10 Ways I Would Green the White House

Colin Doyle, 2016 Presidential candidate, shares his plans for the White House if he is elected

The White House, as emblem for American leadership, could be far lighter in its negative impact on the Earth.  Making the changes below would be a clear message to the world of an environmentally-minded head who lives the change at home.

This is for activities at the White House building itself, not for the President’s travel or other work, and not for his policies, which would make exponentially more impact than greening the home/office.

  1. Add back on the rooftop solar panels Jimmy Carter installed. Ronald Reagan should never have removed them.
  2. Expand the organic garden Michelle Obama started. These first two items build on good moves made by previous Presidential families; the remaining 8 go beyond them.
  3. Convert the lawn to a food forest.
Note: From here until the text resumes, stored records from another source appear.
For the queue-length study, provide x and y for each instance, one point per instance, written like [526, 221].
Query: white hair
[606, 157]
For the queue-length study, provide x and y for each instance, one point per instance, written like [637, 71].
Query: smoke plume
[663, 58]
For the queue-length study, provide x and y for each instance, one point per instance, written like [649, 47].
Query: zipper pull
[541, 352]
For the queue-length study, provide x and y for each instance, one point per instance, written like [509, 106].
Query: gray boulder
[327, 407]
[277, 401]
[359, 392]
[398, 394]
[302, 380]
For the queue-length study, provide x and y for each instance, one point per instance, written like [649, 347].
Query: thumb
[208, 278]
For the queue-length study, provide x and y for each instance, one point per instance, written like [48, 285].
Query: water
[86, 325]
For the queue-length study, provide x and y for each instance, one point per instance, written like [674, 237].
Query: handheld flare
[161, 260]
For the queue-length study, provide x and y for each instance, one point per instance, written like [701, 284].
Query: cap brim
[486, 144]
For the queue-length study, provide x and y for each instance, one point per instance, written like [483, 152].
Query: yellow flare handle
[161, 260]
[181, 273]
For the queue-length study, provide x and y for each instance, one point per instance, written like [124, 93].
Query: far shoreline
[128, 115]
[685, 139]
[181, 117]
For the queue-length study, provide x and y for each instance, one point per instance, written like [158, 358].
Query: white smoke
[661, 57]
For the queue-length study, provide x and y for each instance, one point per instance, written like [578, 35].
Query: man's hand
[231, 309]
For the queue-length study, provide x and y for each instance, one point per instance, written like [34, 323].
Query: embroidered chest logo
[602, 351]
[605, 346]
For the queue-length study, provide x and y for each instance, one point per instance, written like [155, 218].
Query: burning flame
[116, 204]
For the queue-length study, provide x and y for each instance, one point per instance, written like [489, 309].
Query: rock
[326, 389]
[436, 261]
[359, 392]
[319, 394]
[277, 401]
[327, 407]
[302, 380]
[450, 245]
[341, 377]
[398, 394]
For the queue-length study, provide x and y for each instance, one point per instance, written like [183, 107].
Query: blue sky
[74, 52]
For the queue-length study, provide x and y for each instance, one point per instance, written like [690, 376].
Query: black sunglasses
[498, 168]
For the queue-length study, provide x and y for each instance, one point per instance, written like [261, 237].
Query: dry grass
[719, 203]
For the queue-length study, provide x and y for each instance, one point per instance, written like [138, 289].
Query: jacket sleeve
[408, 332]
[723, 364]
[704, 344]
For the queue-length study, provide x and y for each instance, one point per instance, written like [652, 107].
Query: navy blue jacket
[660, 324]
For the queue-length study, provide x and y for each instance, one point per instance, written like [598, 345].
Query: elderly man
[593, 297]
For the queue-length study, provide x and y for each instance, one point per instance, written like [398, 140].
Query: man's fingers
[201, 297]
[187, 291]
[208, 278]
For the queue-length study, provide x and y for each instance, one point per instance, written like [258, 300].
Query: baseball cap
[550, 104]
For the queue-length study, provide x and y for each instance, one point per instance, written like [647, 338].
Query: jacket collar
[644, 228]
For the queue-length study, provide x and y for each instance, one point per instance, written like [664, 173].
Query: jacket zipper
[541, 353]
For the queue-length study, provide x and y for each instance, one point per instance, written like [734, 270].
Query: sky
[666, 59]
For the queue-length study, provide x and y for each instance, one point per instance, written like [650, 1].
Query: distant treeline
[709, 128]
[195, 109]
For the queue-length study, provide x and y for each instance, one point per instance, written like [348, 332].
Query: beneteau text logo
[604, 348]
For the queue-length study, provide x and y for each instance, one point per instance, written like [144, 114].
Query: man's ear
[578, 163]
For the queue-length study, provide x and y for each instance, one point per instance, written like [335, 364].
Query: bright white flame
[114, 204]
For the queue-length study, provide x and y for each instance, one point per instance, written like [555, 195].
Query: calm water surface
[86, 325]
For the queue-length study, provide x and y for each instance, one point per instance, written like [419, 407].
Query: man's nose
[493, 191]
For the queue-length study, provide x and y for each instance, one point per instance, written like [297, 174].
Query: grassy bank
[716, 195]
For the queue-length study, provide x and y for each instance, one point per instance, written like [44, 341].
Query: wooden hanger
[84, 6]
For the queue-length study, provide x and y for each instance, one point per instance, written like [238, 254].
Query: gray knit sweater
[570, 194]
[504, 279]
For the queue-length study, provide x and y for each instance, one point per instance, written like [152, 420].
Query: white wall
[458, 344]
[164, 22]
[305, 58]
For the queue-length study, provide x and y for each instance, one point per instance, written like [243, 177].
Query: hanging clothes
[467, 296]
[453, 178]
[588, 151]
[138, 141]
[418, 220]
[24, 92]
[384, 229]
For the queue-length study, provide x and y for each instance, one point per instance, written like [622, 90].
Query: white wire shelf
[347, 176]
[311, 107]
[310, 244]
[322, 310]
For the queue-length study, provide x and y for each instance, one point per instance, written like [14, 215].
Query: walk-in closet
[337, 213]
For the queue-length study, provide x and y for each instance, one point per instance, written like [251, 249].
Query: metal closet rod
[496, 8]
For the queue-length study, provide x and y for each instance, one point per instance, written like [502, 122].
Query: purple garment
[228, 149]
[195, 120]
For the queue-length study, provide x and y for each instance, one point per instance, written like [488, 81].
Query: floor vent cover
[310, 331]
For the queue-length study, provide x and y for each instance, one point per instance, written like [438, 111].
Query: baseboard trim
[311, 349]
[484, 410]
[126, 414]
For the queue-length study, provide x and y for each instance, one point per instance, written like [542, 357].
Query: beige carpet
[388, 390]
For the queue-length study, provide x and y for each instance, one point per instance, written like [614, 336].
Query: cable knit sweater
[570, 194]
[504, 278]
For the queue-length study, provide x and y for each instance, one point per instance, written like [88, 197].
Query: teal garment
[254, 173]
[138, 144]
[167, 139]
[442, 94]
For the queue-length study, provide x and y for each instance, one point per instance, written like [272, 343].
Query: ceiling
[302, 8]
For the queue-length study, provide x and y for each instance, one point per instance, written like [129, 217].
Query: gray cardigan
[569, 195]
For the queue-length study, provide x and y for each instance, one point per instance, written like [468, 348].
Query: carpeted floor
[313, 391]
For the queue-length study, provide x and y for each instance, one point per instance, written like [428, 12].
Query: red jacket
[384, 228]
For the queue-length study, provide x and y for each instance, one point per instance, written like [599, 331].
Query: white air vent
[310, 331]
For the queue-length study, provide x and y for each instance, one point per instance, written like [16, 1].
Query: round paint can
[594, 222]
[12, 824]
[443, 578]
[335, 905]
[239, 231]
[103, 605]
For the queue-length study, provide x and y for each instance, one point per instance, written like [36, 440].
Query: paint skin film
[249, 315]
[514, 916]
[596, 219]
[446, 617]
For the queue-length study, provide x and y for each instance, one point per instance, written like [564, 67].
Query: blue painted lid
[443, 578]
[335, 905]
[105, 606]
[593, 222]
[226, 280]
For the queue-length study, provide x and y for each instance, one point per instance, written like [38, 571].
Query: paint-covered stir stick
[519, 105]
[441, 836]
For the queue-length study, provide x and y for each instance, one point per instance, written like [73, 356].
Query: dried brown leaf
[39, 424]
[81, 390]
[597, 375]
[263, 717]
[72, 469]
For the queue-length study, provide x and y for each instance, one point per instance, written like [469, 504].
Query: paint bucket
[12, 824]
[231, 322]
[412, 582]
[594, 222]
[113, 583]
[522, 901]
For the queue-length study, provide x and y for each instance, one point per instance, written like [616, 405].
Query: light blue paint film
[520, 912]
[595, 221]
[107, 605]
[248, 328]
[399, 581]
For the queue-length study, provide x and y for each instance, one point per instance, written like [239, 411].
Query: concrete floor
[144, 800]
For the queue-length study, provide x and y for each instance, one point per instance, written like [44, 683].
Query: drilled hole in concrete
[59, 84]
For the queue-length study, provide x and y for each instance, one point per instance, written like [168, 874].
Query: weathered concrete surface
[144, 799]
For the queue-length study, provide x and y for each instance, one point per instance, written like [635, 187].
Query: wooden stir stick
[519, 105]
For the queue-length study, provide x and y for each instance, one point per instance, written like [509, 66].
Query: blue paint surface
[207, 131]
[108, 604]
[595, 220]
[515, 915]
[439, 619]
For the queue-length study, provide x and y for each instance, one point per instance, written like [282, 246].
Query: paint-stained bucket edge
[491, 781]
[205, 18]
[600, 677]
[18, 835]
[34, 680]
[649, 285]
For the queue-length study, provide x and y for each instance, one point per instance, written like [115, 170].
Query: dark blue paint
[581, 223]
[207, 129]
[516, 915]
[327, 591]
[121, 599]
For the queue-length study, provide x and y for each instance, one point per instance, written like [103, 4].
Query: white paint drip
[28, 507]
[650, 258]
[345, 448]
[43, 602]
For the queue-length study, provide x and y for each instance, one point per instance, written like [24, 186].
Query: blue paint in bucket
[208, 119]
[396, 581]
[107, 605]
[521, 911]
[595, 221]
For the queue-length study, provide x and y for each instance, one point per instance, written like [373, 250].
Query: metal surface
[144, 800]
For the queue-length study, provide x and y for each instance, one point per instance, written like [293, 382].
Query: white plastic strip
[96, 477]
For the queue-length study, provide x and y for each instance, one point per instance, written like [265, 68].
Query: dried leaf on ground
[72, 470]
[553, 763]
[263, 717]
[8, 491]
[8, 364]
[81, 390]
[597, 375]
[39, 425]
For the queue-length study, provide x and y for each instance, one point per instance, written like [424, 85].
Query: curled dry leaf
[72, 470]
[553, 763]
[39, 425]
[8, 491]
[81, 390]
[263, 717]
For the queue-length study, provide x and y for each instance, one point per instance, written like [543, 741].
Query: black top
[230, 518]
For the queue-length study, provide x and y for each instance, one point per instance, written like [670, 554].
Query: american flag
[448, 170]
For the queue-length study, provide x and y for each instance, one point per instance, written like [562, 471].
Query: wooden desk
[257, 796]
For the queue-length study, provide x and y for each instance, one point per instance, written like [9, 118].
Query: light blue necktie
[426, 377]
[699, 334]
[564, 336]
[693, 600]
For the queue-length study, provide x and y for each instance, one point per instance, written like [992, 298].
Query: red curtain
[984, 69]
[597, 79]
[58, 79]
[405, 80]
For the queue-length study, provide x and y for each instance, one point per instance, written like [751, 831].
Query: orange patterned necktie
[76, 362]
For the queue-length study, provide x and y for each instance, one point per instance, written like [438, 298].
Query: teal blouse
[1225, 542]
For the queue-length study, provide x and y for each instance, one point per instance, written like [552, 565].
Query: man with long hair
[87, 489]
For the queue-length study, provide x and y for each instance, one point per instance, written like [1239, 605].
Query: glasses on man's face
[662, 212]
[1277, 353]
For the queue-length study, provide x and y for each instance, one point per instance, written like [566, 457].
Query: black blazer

Instead of putting intense resources into a monocrop of grass that’s only for looks, turn it into a multilayered perennial food system.
  4. Let the air temperature vary. Most offices (and homes) keep roughly the same indoor air temperature year-round. Change settings to let it get cooler in the winter and warmer in the summer, reducing electrical usage.
  5. Cut meat. Reduce it to a fraction of the usual American level. This simple step significantly reduces the food footprint of State Dinners and unofficial meals.
  6. More local & organic food. Direct White House chefs to make amazing meals with mostly organic ingredients from within 100 miles.
  7. No more bottled water. It’s a monetary racket and environmental catastrophe. Filtered tap water is just fine.
  8. Install solar hot water. This is more efficient for heating water than photovoltaics. A direct sun technology.
  9. Boost insulation. Windows are typically the worst culprit; be an example by using triple-paned. Ensure the walls, roof, and floor are tight and thickly insulated.
  10. Compost. Integrate a large-scale onsite composting system that returns nutrients into the annual garden, food forest, and (only occasional) ornamental plants.

Perhaps with these changes — and more — the White House will come to be called the Green House!